米政府 イランで拘束のアメリカ人解放へ 保有資産一部凍結解除

アメリカ政府は、イランで拘束されているアメリカ人の解放に向け、制裁を科していたイランが保有する資産の一部について凍結を解除することを明らかにしました。

アメリカ国務省のミラー報道官は12日、記者会見で、制裁を科していたイランが韓国で保有する60億ドル、日本円でおよそ8800億円の資産について凍結を解除することを明らかにしました。

今回の措置は、イランで拘束されているアメリカ人5人を解放するためのものだとしていてミラー報道官は「厳しい選択だった。しかし、われわれはアメリカ国民の帰国を最優先に考え、この内容に合意した」と述べました。

食料品や医薬品の購入など人道目的での利用に限っていて、アメリカ財務省が監視を続けるとしています。

また、イランの国営通信は、今回の合意で、アメリカで拘束されているイラン人5人も解放されると伝えています。

アメリカとイランをめぐっては、核合意を立て直すため間接協議が続けられていますが、立場の隔たりが埋まっておらず、交渉は難航しています。

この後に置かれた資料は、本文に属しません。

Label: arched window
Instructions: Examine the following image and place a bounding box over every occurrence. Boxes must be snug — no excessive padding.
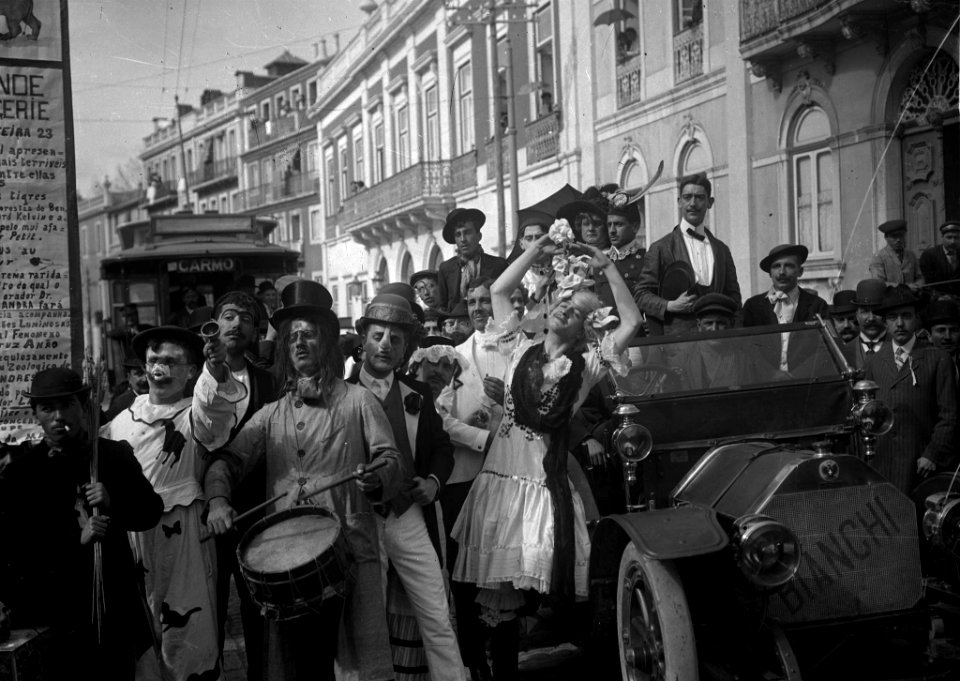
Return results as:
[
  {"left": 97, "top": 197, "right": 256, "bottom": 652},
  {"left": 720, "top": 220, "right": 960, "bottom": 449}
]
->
[
  {"left": 400, "top": 251, "right": 413, "bottom": 284},
  {"left": 790, "top": 106, "right": 835, "bottom": 257},
  {"left": 428, "top": 244, "right": 443, "bottom": 272},
  {"left": 680, "top": 141, "right": 709, "bottom": 176},
  {"left": 375, "top": 258, "right": 389, "bottom": 293}
]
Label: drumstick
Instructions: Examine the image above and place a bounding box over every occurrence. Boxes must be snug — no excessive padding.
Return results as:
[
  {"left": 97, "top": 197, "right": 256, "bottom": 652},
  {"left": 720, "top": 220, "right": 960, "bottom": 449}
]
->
[{"left": 201, "top": 458, "right": 390, "bottom": 542}]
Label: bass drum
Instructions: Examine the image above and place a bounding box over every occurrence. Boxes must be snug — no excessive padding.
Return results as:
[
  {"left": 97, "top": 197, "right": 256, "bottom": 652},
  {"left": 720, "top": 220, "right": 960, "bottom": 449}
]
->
[{"left": 237, "top": 505, "right": 350, "bottom": 621}]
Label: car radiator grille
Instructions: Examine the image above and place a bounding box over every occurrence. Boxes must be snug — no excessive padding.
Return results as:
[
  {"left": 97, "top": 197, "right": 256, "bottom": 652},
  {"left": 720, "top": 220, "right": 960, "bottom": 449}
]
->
[{"left": 763, "top": 483, "right": 922, "bottom": 623}]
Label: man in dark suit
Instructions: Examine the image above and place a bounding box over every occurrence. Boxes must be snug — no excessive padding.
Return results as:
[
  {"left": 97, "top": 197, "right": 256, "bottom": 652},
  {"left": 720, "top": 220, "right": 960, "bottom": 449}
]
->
[
  {"left": 920, "top": 220, "right": 960, "bottom": 298},
  {"left": 828, "top": 289, "right": 859, "bottom": 343},
  {"left": 864, "top": 287, "right": 957, "bottom": 494},
  {"left": 206, "top": 291, "right": 277, "bottom": 681},
  {"left": 436, "top": 207, "right": 508, "bottom": 312},
  {"left": 743, "top": 244, "right": 828, "bottom": 373},
  {"left": 350, "top": 291, "right": 464, "bottom": 681},
  {"left": 635, "top": 172, "right": 741, "bottom": 335},
  {"left": 844, "top": 279, "right": 889, "bottom": 370}
]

こうした中、今回の合意が協議の進展につながるか記者団に問われたのに対し、ミラー報道官は「別の議論だ」とする一方で、「次に何が起こるかは、最終的にはイラン次第であり、イランが何をするつもりなのかにかかっている。われわれはイランが決して核兵器を保有しないよう引き続き尽力する」と述べ、イランの今後の出方を注視する考えを示しました。